Thank you for your reply. Please find my answers below.
You can train one model to identify 50 different document types. Here you can do this in two methods. you can either use intelligent keyword classifier, to classify your documents or you can use the machine learning model “document classifier” from ML packages. Both these options will help you to classify different document types.
Document Classifier is a retrainable model for classifying any type of structured or semi-structured documents, building a model from scratch. This method might help you to retrain the model in the event you want to expand document types needed to classify.
The Intelligent Keyword Classifier is a classifier that uses the word vector it learns from files of certain document types to perform document classification.
Since you want to split documents types in a master document, do look into intelligent keyword classifier. It enables you to split documents and train the classifier over time with intelligent keyword classifier trainer. This will enable you to both split and classify documents in your automation.
Classification fields in data manager are data points which refer to a document as a whole. For instance, the Expense Type of a receipt (Food, Hotel, Airline, Transportation) or the Currency of an invoice (USD, EUR, JPY) would be examples of Classification fields.
Once you define your key value pair schema in classification fields it will automatically show eg: currency, expense type as a classified field.

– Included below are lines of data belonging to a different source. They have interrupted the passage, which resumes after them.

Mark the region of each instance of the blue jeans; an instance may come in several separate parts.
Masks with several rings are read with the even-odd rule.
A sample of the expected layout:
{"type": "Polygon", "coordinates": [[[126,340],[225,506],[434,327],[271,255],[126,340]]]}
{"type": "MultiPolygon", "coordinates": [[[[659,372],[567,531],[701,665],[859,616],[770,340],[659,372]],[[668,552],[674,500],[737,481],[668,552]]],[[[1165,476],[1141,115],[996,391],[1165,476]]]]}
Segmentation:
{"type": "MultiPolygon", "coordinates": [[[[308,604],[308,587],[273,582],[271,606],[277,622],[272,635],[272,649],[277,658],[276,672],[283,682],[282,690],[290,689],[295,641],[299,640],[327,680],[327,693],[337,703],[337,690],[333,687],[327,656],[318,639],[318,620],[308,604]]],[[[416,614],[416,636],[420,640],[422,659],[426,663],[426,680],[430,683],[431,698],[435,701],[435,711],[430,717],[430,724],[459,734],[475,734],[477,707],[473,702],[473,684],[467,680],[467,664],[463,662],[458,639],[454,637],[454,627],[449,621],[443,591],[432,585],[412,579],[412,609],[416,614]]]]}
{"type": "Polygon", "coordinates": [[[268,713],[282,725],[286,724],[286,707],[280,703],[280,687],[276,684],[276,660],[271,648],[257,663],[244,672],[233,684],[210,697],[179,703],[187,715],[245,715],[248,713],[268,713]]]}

And for your use case, intelligent keyword classifier might help you. It will split and classify documents at the same time and can handle different variations of document types.
You can successfully deploy this model with intelligent keyword classifier. Make sure you find unique keywords and positions to train the model. You might need to train at least 20 samples per document type to start with and expand as you go. Please note, the number of documents you need to train really depends on the type of documents and the variability. so it can increase depending on your training, and results.
Is there any tutorial on how to train and deploy a ML classifier model? All the official documentation focus on extraction and not enough on classification, just two or three lines that “explains” the classifier model and one paragraph to “explain” the classification fields, even the invoice machine learning model schema only uses a single field as classification field and it’s very confusing to understand the purpose of it on a Labeling session for extraction purposes.
I agree with you that there’s little information on training & deploying a OOTB document classifier. One of the reasons why is that document classifier does not split documents compared to intelligent keyword classifier. This leads to more automations choosing intelligent keyword classifier over ML classifier. UiPath might introduce document splitting and a more advance version of ML classifier in their next releases.